Among previous studies comparing THA and RHA, Mont et al. [14], in a nonrandomized study published in 2007, noted, after RHA, patients appear to have a near-normal gait performance; however, no preoperative data were given. In 2009, Shrader et al. [19], in another nonrandomized study comparing two groups of seven patients each, found a greater improvement in gait pattern at 3 months after RHA than after THA. Confirming our findings, Lavigne et al. [7], in a randomized, double-blind study involving two groups of 21 patients allocated to receive large-head THA or RHA, found no differences in gait parameters between the groups at 3, 6, and 12 months after surgery. More recently, Petersen et al. [16], in a prospective, randomized study evaluating the gait characteristics of 11 patients with THA and 11 patients with RHA, found no differences in gait parameters between the two patient groups, except for hip abduction moment, which improved more in the patients with THA. This difference was attributed to the less invasive surgical procedure for THA.

In our study, no differences among the three groups were found at preoperative assessment or at either 2 or 4 months. On the postoperative evaluations, however, gait parameters improved in comparison with the preoperative conditions in all groups.
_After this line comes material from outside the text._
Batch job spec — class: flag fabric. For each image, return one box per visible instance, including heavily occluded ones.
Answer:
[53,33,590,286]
Significant improvements in spatiotemporal parameters were observed at assessment 4 months after THA. Specifically with regard to the kinematic and kinetic analysis, a significant improvement in all groups was found after 4 months in the maximum hip intrarotation moment and the GRF pattern. The clinical results confirmed the gait findings of the study. Indeed, no differences in either the Harris hip score or the passive hip ROM emerged among the three groups. As compared with the baseline condition, improvements were noted at 2 and 4 months after surgery.
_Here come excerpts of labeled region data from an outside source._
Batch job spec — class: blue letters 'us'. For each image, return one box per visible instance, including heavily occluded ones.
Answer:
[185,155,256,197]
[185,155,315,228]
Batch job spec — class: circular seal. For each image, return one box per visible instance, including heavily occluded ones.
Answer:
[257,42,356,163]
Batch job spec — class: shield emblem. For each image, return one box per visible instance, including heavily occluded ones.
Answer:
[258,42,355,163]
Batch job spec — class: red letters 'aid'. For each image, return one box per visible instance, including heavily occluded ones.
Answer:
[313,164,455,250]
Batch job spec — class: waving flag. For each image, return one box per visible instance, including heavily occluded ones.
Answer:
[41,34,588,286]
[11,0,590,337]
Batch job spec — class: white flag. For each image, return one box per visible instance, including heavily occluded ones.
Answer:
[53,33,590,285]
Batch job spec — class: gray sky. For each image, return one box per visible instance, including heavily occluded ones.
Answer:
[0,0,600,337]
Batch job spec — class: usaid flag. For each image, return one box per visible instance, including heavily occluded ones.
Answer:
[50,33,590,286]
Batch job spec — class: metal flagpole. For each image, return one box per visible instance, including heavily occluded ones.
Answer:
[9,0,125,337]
In this patient cohort, we demonstrated by means of gait analysis improvement in gait parameters after THA with 28-, 36-, and ≥ 42-mm bearing couples compared with preoperative values. Our study was randomized, and in it, all patients were treated using the same surgical technique and postoperative rehabilitation protocol, and the same types of prostheses were used by the same surgeons. The three patient groups were homogeneous for age and sex. With the numbers available, our results do not support the primary hypothesis that a larger femoral head diameter will improve gait recovery compared to a smaller one. We suggest our findings could be useful as pilot data for further studies including a larger sample size and longer followup.